A foremost healthcare issue within corporations is how to provide quality healthcare coverage while controlling costs. Utilizing a company’s health data in both analytic and creative ways can help provide employees with high-quality healthcare without a significant increase in cost sharing or a decrease in benefits. Achieving these goals involves knowing how to properly access, analyze, and deploy a company’s health data so that decision makers know how, when, and where healthcare costs occur so that plan design can be modified accordingly.

At L-3 Communications, that is exactly what we are doing, and the results have exceeded our expectations. By working closely with our data partner, HDMS, we have been able to offer comprehensive health coverage options while also developing popular new programs that meet the specific needs of employees and their families. A significant driving force behind the success of our health programs has been our emphasis on—and use of—health data to drive plan and benefit decisions.

As L-3 expanded through acquisition and the addition of services, we encountered myriad business cultures with multiple healthcare providers—each with unique benefits and cost structures. Moreover, we had few resources to compare the quality and effectiveness of the various plans to determine the best offerings for L-3’s growing beneficiary pool.

L-3’s goal was to provide uniform benefits within an efficient cost structure. To accomplish this, we needed to analyze the quality, costs, utilization, and outcomes of the multiple options and benchmark all the plans against one another—as well as against national standards—to see which ones offered the most effective coverage to our employees. To develop an organized process for assessing information across all the plans, we looked to HDMS to help us analyze our vast amount of health data so that we could make smarter, more informed coverage decisions.

HDMS was able to collect our data and analyze it in highly specialized ways that enabled us to effectively set up a process of health plan review as L-3 continued to grow, allowing us to reduce the number of carriers, provide uniform coverage, and take advantage of economies of scale.

Since our initial partnership with HDMS, we have continued to expand our relationship and have recently developed systems and processes for utilizing data to drive our healthcare decisions. Our new wellness and prevention program is just one example of how health data pays tremendous dividends for both the employer and the employees with respect to coverage options.

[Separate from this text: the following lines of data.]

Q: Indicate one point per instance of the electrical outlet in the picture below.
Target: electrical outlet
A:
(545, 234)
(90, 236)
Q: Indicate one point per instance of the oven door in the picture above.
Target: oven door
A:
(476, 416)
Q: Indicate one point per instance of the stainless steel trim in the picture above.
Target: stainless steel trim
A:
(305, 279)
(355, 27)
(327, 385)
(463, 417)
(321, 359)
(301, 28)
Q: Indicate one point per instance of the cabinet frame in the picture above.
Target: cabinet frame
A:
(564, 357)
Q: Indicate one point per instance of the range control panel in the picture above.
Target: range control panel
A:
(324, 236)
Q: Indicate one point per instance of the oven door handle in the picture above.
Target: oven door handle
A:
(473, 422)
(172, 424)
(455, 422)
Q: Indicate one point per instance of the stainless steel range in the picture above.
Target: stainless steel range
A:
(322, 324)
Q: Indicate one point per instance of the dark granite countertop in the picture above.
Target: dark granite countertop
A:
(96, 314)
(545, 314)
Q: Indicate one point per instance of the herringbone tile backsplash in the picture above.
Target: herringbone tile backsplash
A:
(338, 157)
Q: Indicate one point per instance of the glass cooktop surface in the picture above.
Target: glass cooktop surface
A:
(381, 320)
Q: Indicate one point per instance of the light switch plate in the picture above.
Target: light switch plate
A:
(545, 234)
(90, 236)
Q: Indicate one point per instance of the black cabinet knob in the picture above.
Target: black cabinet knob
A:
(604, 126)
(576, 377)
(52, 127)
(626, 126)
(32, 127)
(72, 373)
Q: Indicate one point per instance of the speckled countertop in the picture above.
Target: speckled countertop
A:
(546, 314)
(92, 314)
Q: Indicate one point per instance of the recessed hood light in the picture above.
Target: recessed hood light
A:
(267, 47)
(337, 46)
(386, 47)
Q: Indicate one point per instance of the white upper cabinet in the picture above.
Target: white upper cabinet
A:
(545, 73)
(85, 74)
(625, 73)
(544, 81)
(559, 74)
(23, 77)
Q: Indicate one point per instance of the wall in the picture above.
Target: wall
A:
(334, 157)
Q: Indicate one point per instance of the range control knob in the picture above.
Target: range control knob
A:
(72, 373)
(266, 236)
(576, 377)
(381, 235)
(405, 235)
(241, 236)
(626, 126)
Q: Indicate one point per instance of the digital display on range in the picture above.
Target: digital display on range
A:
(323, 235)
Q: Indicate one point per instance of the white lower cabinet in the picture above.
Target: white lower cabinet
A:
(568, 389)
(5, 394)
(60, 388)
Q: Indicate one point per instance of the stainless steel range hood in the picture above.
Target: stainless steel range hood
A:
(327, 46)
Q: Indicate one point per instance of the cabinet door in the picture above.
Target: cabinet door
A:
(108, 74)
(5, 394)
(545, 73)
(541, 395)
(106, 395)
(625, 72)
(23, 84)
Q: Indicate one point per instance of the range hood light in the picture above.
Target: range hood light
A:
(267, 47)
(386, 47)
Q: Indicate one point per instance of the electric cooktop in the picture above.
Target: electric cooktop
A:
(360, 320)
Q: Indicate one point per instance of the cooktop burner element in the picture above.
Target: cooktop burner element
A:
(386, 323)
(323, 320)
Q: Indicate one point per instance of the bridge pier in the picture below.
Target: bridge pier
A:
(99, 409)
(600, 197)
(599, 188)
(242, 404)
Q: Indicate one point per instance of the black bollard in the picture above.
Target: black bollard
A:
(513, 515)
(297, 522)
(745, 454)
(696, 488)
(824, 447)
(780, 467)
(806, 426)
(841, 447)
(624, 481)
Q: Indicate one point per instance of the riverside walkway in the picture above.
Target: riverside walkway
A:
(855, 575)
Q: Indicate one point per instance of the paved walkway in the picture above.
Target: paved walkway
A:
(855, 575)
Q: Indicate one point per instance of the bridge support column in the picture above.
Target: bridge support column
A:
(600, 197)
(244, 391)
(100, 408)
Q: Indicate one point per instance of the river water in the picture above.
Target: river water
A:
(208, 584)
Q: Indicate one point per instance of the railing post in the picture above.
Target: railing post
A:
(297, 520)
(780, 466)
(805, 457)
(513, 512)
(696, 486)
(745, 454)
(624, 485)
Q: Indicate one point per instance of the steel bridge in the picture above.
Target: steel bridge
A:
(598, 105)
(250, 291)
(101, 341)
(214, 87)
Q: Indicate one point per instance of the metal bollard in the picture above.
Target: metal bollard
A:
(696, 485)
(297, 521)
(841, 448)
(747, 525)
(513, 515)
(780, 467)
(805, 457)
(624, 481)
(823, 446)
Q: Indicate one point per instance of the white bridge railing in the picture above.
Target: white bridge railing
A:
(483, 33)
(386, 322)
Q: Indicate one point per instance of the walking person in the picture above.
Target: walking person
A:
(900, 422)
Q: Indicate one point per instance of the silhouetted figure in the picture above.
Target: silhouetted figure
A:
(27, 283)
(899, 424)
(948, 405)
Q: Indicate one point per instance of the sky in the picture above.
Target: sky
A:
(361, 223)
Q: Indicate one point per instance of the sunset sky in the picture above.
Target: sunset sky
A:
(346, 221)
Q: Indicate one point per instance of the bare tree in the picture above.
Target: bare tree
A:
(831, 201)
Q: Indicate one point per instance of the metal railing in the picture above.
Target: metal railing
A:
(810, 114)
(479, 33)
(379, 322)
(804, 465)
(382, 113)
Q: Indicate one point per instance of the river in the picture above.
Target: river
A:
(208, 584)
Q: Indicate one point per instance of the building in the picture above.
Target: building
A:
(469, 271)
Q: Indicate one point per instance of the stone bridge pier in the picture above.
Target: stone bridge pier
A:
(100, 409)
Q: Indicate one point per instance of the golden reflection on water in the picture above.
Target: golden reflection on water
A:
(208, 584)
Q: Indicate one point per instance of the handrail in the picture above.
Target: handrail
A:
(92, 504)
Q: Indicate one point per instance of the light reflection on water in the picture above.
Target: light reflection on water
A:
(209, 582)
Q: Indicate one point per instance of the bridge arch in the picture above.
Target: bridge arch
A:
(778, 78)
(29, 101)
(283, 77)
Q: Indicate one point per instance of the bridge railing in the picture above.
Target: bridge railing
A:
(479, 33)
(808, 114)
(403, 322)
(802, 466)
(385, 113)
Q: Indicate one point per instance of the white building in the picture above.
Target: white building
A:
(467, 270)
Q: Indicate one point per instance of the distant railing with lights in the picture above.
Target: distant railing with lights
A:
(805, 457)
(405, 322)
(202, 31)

To create our internal, incentive-driven health management and preventive services program, which we call Choose Good Health, we looked at how L-3’s members were using preventive screenings and examinations and were able to identify areas of underutilization that we wanted to improve. By working with HDMS and analyzing our aggregate health data, we determined our needs and goals, designed the programs accordingly, and then offered them to our employees and enrolled dependents.

Since its inception in 2008, Choose Good Health has become extremely popular among L-3’s employees. The program has improved the use of preventive screenings, health assessments, and disease management, processes that have, in turn, improved the overall health of the L-3 population. Our focus on prevention and early intervention has helped reduce the number of emergency department visits, hospitalizations, and other costly health services while helping decrease our overall health costs.

The importance of healthcare utilization information on plan design, cost sharing, and benefits offered will continue to increase. At L-3, we greatly appreciate the insights and high-quality analytics that we receive from HDMS. With an emphasis on sound, data-driven decisions, our collaboration has made us a smarter, more efficient, and healthier company.

— Richard Moggio, MD, is medical director for L-3 Communications, a defense contractor based in New York City.